If only it hadn’t led to me taking the catastrophic actions that had robbed me of getting my degree, of forging my own career, then maybe things would be different now. But I was young, and foolish, and as the judge said, I suffered for it. It doesn’t seem fair that I should have to bear the consequences for the rest of my life.
Everything I did was the result of betrayal.
‘I know what it’s like to be unsure of someone,’ I mutter quietly. Don’t mention Charlie, my rational self is hissing at me. Nobody knows, and it needs to stay where it is – consigned to history. Stick to Justin. He is much safer territory.

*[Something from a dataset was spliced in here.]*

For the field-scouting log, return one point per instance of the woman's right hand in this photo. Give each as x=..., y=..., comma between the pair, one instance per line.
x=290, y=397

‘When Justin’s business was going down the pan and everything was falling apart, if I’m honest with myself I knew things weren’t right. But I pushed those doubts away because I didn’t want to deal with them, to find they were true. In retrospect, that was such a stupid thing to do because if I’d known, if I’d faced up to it and confronted Justin, I – we – might have been able to mitigate it, prevent the worst of the fallout. And then it wouldn’t have been such a terrible jolt when it all came crashing down.’
Dan shakes his head again, at my catastrophe rather than a potential one of his own this time. ‘I’m sorry you had to go through so much.’
He reaches his hand across the table and clasps mine in a grip that is strong and cool and reassuring. I feel immediately self-conscious.
I look around me; a sudden influx of customers has filled the room and they’re all glancing across at me, waiting for me to arrive by their sides and take their orders like a little elf wielding magic. God, it would be nice not to have to do this job. For a brief moment, I’m filled with real envy of Charlotte: of her lifestyle, of long holidays in sunny places and a bank balance that never has numbers in red.
But I need to get back to work.
I turn to go but Dan is still holding my hand. His fingers tease along mine as I release my hand.
‘Susannah,’ he says.
I halt and turn back toward him.
‘That match we’ve booked Friday evening, are you free for dinner after? I’d like to thank you for being such a good listener. And … perhaps we can have a bit more of a think about Charlotte, about what might be wrong.’
I’m completely taken aback, but at the same time honoured to be asked, to be confided in, and I beam back at him like an awkward teenager. An evening out! An evening of not eating a lonely slice of cheese on toast in a cold, empty house.
‘The Thai place along the high street is really not bad at all, if you like that sort of thing,’ he suggests.
‘I love it!’ I reply. ‘That would be fantastic, thank you.’
Chapter 23
Susannah
I’m on my way out to meet Dan for our match when my laptop starts buzzing on the kitchen table. It’s a Skype call from Charlotte so of course I put down my racket and my bag and connect; I’m desperate to hear all her news, how she’s getting on, and what she and the boys have been up to. As soon as her image comes onto the screen I see the difference in her. The fact that she looks fantastic is nothing new – she always does – but there’s something more to her radiance today. Her tan sets off her brown eyes and her brunette hair is even more glossy and glistening than usual. But more than both those things is that she looks relaxed in a way I’ve never seen in her before, as if a weight has been lifted off her shoulders. I’ve heard it said that Corsica is a magical place and now I see its sorcery for myself.